Cephalon's bid to get its sleep drug Nuvigil approved as a treatment for jet lag has been delayed after regulators cast doubt on whether the data proferred by the company was robust enough.

The company has received a complete response letter from the US Food and Drug Administration for its supplemental New Drug Application for Nuvigil (armodafinil) for patients with excessive sleepiness associated with jet lag disorder. The sNDA deals specifically with jet lag suffered while travelling eastbound from the USA.

Cephalon says it “worked closely with the FDA to design a special protocol assessment” that would evaluate the experience of a typical eastbound airline traveller. Patients taking Nuvigil showed a statistically significant improvement over placebo using an objective measure – the Multiple Sleep Latency Test – and a subjective assessment – the Patient Global Impression of Severity (PGI-S).

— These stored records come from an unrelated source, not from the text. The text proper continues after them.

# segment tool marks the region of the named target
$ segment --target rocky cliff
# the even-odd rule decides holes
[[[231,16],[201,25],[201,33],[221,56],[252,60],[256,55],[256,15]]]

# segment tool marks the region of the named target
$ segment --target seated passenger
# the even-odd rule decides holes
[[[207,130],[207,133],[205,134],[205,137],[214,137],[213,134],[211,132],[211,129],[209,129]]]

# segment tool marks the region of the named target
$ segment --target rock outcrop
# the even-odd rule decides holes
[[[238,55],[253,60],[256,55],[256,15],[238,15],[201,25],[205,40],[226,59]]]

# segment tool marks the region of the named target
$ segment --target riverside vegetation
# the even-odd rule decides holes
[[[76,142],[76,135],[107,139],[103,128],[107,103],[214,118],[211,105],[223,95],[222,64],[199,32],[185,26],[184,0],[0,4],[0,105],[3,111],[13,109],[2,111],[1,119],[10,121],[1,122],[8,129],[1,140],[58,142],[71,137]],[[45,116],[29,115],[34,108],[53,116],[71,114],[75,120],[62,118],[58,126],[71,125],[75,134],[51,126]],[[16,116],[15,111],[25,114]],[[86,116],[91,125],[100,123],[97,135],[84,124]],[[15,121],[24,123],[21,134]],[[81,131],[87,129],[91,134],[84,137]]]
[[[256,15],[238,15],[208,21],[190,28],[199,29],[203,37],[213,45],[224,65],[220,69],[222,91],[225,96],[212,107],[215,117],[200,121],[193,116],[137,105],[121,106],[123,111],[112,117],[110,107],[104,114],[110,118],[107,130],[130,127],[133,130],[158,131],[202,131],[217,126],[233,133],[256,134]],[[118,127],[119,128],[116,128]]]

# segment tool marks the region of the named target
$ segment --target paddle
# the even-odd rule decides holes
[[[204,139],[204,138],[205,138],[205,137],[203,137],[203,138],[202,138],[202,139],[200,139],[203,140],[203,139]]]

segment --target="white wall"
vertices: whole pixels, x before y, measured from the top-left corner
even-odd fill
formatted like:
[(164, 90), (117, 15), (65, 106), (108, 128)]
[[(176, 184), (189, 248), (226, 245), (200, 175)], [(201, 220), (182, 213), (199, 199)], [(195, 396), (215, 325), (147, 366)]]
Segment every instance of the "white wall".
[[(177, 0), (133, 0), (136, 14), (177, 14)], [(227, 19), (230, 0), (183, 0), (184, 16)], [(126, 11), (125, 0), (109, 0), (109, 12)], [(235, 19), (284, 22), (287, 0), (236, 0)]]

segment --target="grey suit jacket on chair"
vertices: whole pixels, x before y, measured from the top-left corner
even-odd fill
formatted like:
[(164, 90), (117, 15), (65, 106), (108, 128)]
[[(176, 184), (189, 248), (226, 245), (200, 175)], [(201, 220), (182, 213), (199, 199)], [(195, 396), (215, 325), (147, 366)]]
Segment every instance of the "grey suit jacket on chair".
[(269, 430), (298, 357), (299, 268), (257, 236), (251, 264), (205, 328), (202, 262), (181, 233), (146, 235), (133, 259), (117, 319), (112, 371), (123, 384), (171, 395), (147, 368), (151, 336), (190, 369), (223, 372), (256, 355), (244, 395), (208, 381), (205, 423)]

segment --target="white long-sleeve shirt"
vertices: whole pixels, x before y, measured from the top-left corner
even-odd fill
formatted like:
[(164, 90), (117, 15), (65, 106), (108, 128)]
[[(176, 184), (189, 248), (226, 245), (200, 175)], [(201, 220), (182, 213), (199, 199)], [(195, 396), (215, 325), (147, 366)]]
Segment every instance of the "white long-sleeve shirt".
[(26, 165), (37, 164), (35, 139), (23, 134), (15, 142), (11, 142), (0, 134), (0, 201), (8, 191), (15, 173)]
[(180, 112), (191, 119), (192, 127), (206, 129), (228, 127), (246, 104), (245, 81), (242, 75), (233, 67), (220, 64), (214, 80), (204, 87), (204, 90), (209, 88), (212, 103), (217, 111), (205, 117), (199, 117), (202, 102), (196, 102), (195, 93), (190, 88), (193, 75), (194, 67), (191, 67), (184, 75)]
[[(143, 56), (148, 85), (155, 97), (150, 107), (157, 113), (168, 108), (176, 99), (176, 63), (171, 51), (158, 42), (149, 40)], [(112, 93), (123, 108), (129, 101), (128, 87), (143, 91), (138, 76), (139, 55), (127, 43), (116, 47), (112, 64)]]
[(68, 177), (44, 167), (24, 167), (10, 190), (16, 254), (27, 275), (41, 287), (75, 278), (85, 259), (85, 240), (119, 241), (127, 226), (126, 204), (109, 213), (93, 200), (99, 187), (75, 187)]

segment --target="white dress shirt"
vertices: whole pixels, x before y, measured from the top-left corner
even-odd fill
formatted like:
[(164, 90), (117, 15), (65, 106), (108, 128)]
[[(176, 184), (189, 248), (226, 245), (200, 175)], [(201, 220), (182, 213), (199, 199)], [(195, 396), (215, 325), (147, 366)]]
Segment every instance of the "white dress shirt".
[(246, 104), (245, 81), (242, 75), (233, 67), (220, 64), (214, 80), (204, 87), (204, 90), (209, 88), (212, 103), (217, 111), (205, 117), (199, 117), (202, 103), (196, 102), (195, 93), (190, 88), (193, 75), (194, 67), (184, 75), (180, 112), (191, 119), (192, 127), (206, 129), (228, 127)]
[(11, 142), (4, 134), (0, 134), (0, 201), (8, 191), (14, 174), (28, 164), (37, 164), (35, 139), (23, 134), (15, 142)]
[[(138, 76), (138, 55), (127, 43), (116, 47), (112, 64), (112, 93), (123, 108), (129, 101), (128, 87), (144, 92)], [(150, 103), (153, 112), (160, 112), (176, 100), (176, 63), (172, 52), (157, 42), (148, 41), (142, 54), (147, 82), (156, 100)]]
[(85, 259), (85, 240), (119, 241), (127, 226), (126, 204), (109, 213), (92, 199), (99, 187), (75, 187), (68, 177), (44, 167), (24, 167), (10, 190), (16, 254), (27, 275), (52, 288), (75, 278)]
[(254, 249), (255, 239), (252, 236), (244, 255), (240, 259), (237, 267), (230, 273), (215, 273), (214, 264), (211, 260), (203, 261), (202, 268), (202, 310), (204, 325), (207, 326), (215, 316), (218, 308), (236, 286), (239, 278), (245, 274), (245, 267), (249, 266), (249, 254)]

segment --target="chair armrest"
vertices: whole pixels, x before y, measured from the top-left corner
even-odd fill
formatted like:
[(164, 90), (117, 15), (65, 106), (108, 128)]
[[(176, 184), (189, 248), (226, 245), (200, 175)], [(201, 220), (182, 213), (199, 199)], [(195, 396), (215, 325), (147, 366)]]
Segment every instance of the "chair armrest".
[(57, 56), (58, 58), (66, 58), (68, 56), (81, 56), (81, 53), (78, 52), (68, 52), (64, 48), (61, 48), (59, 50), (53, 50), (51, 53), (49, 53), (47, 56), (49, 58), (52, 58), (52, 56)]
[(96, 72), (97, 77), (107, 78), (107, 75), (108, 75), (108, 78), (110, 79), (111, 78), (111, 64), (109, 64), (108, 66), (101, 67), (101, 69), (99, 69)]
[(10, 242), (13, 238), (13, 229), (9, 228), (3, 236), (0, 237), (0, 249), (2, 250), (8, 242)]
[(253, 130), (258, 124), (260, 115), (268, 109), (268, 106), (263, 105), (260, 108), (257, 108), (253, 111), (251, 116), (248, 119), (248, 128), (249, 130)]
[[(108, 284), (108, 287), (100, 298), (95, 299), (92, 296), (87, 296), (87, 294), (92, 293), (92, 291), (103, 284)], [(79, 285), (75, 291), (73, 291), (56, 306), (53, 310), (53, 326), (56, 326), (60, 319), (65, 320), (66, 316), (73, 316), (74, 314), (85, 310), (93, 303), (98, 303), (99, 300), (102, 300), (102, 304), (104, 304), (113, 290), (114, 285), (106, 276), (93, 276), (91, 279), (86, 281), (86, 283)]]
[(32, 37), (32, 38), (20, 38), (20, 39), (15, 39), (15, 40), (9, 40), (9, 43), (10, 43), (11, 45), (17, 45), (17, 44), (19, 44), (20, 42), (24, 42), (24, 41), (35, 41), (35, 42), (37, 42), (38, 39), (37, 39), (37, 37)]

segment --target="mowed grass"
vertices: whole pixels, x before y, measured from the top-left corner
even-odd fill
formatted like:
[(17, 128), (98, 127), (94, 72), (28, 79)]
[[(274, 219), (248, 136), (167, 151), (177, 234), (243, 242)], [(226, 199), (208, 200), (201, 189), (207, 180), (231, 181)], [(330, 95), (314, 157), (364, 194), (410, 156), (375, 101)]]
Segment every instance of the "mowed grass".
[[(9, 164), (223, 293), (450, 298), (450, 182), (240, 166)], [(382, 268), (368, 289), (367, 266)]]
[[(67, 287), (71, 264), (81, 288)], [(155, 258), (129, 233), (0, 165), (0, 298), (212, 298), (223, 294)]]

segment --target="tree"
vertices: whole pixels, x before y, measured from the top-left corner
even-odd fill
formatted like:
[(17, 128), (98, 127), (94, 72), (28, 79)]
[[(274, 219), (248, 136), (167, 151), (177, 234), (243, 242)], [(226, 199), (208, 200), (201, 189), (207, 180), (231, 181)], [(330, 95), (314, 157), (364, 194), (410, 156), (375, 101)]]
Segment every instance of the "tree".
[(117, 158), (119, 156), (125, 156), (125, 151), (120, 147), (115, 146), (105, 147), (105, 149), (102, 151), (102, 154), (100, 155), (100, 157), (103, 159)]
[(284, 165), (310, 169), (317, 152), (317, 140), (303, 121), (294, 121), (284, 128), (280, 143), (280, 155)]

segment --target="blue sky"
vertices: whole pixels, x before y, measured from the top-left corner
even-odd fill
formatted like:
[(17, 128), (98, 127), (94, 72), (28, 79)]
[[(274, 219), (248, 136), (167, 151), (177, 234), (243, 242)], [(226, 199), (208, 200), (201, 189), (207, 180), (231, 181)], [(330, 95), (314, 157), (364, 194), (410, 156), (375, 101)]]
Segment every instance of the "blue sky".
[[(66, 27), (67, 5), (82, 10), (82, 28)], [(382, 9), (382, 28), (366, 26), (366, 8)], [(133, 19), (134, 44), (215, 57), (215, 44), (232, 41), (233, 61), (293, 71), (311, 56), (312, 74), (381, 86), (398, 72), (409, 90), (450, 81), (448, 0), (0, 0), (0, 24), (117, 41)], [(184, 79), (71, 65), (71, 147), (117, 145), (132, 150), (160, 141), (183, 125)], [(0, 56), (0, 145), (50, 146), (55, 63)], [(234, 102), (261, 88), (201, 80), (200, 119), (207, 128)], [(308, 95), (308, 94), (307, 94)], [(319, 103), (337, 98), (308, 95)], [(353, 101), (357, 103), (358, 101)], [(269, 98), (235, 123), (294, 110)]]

The most common adverse events associated with treatment (5% or greater) were headache, nausea, insomnia, diarrhoea and palpitations, but the company insists there were no reports of serious rash observed in the trial participants, and no new safety signals were observed. However it seems the FDA is less than impressed with the subjective testing used.

Cephalon chief medical officer Lesley Russell said that “although we reached statistical significance on both primary endpoints, the complete response letter raised questions regarding the robustness of the PGI-S data". She added that “we have already reviewed this issue with the FDA and will be scheduling a meeting with the agency in the near future to discuss it further”.

Nuvigil, which is a long-acting follow-up to Cephalon's Provigil (modanafil), is indicated to improve wakefulness in patients with excessive sleepiness associated with treated obstructive sleep apnea, shift work disorder or narcolepsy. It brought in sales of $35.6 million last year.